Orlando Rep. Carlos Smith urges Gov. DeSantis to declare state of emergency over Florida's affordable housing crisis

click to enlarge State Rep. Carlos Guillermo Smith, D-Orlando - Photo via News Service of Florida
Photo via News Service of Florida
State Rep. Carlos Guillermo Smith, D-Orlando

Florida Democrats are pushing Gov. Ron DeSantis and Attorney General Ashley Moody to declare a state of emergency over the state's affordable housing crisis. In a letter to Gov. DeSantis, Orlando representative Carlos Guillermo Smith urged the state's top executive to take action as much of the state has seen rapid rent increases and housing price booms.

The letter cited a number of actions that led to the current state of housing, including Florida's notoriously low wages, active cuts to affordable housing funds by state lawmakers and Florida dragging its feet in getting rental assistance to those who needed it during the early days of the pandemic.

A declaration of a state of emergency would bring sudden increases under greater scrutiny. Year-over-year rent increases of more than 10% could be considered price-gouging, if the state was willing to view housing as a necessary item during a crisis.


"More and more, Floridians can't afford Florida because of these unconscionable rent hikes!" Smith wrote on Twitter. “This is price gouging. We have state laws that are meant to protect consumers from price gouging and it's time that we use and enforce those laws."


DeSantis' spokeswoman Christina Pushaw responded with a deflection. After pointing to a paltry amount put aside for affordable housing in the state budget, she laid the blame at the feet of the national Democratic Party.

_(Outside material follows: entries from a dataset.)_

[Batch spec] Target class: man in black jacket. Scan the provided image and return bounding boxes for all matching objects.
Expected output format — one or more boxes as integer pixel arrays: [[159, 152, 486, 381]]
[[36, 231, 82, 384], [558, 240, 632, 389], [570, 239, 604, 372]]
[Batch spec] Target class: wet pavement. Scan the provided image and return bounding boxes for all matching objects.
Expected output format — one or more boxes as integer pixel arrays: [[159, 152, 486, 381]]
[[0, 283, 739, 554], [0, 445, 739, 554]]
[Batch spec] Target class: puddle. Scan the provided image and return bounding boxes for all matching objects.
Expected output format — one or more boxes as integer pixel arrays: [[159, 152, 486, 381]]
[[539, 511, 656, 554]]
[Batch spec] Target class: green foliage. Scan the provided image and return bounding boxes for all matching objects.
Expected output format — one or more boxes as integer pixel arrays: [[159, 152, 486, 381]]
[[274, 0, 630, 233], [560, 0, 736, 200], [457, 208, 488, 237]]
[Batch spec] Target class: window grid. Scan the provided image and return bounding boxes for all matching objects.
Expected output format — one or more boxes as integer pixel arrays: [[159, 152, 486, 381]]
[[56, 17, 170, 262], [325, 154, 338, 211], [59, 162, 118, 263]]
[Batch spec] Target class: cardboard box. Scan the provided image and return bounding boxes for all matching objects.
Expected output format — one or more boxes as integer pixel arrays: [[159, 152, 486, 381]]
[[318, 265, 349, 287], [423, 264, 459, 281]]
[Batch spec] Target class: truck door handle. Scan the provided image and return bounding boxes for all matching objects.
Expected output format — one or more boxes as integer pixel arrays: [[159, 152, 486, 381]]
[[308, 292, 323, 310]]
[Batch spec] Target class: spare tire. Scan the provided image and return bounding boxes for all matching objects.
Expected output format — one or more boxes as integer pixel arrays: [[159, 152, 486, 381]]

"Perhaps Representative Smith should instead raise his concerns about the rising cost of living with his fellow Democrats, who also control Congress and the White House," she wrote."Democrats like Rep. Smith support economy-killing lockdowns and believe that woke corporations should have the power to fire people over vaccine mandates."


The statement takes whataboutism to new heights and will give you a nosebleed if you think about it for too long. The idea that rising rents locally can't be combated by local leaders is asinine, before you even imagine the sort of hissy fit state leaders would throw if federal officials began dictating housing costs from on high. The "woke corporation" dig is both irrelevant and non-existent. A corporation is an inherently right-wing entity, with a purpose to make money above all else.

Most importantly, Pushaw's response does nothing to help the people being crushed by current conditions. Orlando is one of the most relatively unaffordable cities in the United States, a place where the average single adult doesn't make enough money to cover their bills. It's far from an outlier in the state.

We got here because of policy decisions that placed developers over people and the endless churn of expensive and poorly built homes over the quality of life of Floridians. That state leaders have no desire to act on the issue shows you whose phone calls they take.